“Suspiro por volver a ver guitarras, cables, púas, pedales…”. Las catalanas Me and the Bees cantan esto en “Nostalgia”, el corte encargado de abrir su feliz retorno discográfico después de ocho largos años de silencio. “Durante todo este tiempo hemos seguido quedando”, puntualiza la cantante y bajista, Esther Margarit, “pero quizá quedábamos un día, nos motivábamos a saco, salía un tema y era como ¿cuándo quedamos? Y quizá hasta pasados seis meses no conseguíamos quedar para tocar por temas de conciliación familiar y otras responsabilidades”.
Aquellas abejas veinteañeras, que empezaron en 2008 como dúo acústico siguiendo los pasos de The Softies, y debutaron ya como cuarteto con “Fuerza Bien” dos años después de la mano del sello independiente La Castanya, tienen ahora otro tipo de vida con más quehaceres y obligaciones fuera de su colmena musical. La banda sigue siendo, también en esta nueva etapa, una familia escogida y un refugio. “Cuando estamos juntas soy muy feliz, se me pasan todas las tonterías. La banda funciona por eso, porque priorizamos cuidarnos y todo lo demás sale solo”, subraya la otra cofundadora de la banda y guitarrista, Eli Molina.
"No queríamos meter muchos arreglos, queríamos sonar como sonamos en directo”
Una de las principales novedades en este cuarto trabajo de estudio titulado “Siempre Igual” es su salto lingüístico, del inglés al castellano. “A mí me apetecía mucho expresarme cómo pienso, tenía muchas ganas de vomitar realmente, con un idioma con el que me siento más segura”, interviene la batería, Verónica Alonso, también encargada de los coros en una banda que completa el guitarrista y también corista Carlos Leoz. “También me había cansado un poco del inglés. Al final quieres que el público entienda las letras. Que las canten ya sería la leche. A ver si llega eso [risas]”, añade el guitarra. “A mí me daba un poco de respeto, pero no debatimos mucho este tema porque a mí también me apetecía”, admite Esther, vocalista principal, cuya principal lucha como letrista es “encontrar las palabras exactas sin perder la entonación melódica precisa en casa instante de la canción”.

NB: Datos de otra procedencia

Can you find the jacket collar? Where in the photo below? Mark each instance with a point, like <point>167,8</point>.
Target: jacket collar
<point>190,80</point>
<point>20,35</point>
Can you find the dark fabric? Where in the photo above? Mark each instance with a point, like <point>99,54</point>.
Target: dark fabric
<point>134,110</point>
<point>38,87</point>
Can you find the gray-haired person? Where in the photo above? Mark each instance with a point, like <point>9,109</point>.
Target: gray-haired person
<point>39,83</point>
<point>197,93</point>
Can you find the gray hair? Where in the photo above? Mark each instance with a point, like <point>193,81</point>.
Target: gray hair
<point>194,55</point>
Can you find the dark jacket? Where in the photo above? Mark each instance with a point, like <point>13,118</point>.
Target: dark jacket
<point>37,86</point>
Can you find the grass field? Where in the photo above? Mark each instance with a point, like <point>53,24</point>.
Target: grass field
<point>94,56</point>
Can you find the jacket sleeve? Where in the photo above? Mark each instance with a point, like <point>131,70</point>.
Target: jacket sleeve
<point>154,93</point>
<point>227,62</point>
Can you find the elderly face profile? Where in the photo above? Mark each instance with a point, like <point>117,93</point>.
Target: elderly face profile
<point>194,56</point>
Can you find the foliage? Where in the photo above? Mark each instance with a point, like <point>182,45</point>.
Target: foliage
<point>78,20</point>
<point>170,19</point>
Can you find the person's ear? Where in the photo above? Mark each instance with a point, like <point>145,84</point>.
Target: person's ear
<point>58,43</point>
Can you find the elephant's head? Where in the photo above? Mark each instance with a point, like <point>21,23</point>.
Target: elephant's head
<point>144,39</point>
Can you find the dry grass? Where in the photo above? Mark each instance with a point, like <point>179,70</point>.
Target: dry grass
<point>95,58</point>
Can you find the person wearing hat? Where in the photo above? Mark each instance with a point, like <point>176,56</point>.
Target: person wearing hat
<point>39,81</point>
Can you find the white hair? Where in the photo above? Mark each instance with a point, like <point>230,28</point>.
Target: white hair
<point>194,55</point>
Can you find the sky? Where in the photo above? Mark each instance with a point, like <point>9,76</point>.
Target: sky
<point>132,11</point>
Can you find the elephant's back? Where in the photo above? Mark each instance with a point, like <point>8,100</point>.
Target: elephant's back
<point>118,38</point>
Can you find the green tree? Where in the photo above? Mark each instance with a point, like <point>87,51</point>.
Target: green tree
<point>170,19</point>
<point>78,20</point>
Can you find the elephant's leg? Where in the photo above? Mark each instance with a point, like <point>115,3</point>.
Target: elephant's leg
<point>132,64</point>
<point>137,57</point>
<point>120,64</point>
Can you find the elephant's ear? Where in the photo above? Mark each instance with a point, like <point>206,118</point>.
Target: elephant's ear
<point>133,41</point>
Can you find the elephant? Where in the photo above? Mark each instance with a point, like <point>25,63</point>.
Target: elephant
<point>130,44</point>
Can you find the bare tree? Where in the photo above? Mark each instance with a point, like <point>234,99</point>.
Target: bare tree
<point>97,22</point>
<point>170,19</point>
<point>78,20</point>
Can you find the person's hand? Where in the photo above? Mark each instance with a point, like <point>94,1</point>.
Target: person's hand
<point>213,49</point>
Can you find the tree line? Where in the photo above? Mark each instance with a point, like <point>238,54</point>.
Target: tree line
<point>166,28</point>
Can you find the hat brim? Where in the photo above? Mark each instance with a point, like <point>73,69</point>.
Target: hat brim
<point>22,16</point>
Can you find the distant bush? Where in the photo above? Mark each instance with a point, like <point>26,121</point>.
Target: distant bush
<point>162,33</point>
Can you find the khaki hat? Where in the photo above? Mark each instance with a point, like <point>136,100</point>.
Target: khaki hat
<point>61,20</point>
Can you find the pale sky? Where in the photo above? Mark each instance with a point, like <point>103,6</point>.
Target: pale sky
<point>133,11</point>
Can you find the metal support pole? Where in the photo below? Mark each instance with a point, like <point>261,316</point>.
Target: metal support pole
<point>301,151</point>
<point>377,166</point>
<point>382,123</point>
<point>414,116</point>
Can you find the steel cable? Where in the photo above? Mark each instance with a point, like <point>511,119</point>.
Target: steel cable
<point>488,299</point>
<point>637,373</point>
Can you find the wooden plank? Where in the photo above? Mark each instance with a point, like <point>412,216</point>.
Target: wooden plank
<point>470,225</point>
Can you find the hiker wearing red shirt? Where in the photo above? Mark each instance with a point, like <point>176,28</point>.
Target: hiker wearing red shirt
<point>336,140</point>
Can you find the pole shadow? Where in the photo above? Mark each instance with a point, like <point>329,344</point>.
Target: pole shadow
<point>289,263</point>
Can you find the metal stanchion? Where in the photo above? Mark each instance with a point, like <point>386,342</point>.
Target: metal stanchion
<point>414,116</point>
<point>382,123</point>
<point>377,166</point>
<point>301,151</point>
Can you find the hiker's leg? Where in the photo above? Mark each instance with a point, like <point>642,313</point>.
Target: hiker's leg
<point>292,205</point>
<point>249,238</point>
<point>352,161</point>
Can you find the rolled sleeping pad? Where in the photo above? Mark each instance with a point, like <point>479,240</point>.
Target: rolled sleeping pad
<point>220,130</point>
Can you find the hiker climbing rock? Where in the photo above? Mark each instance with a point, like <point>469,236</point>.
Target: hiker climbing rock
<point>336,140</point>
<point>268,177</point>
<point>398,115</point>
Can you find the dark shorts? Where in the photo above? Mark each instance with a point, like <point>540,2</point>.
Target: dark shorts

“Siempre igual” bebe de muchas experiencias personales, sentimientos reales, reivindicaciones necesarias, temores compartidos y alguna punzada de rabia. “Escribir estas letras en castellano me ha costado menos de lo que imaginaba y más de lo que me hubiese gustado [risas]”, bromea Esther. Al escribir en castellano, admite, "la emoción sale a bocajarro". El tema que da título al disco, por ejemplo, es una oda a las amistades bonitas que duran para siempre (“aunque pasen los años, con el puño bien alto, sabes que mi amistad es amor”), una canción con numerosos guiños a personas de su entorno y bandas hermanas. Con todo, el corte que mejor resume la esencia del disco podría ser la citada “Nostalgia”. “Esa canción es la queja y a la vez las ganas, es querer seguir haciendo canciones, sacando discos, salir a tocar; en resumen, seguir creando comunidad”, subraya Esther. En este trabajo escrito con total honestidad también encontramos reivindicaciones como “Llorería”, despedidas dolorosas como “Aurf” y ajustes de cuentas como “Así son las cosas y así se las hemos contado”.
La idea original era grabar un EP con seis canciones, pero finalmente optaron por echar el resto y añadir otras seis para tener un largo con cara y ojos. El escogido para grabar estas nuevas canciones, las primeras en castellano de su repertorio, fue Borja Pérez (Sandré, Saïm, Boneflower). El resultado es un disco de power pop marca de la casa —ese pop de guitarras deudor de Teenage Fanclub, Guided By Voices y The Breeders— con un sonido muy natural. “Esta era una de las premisas al plantear la grabación. No queríamos meter muchos arreglos, queríamos sonar como sonamos en directo”, continúa Carlos, “y tampoco hizo falta recargar mucho el disco porque todas cantamos en este disco y los arreglos van por ahí, por todas esas armonías vocales”.
Pase lo que pase con este regreso discográfico, la banda ya da por bueno “Siempre igual”, un disco que rezuma la sinceridad y el mimo del “hazlo tú mismo”. “Tocamos por placer, para compartir y crear recuerdos juntas, ver amigos, conocer gente nueva, bandas, hacer carretera, bailar, comer rico… Supongo que eso es lo que esperamos, continuar disfrutando de estos placeres junto a la gente que queremos y a la que nos queda por descubrir”.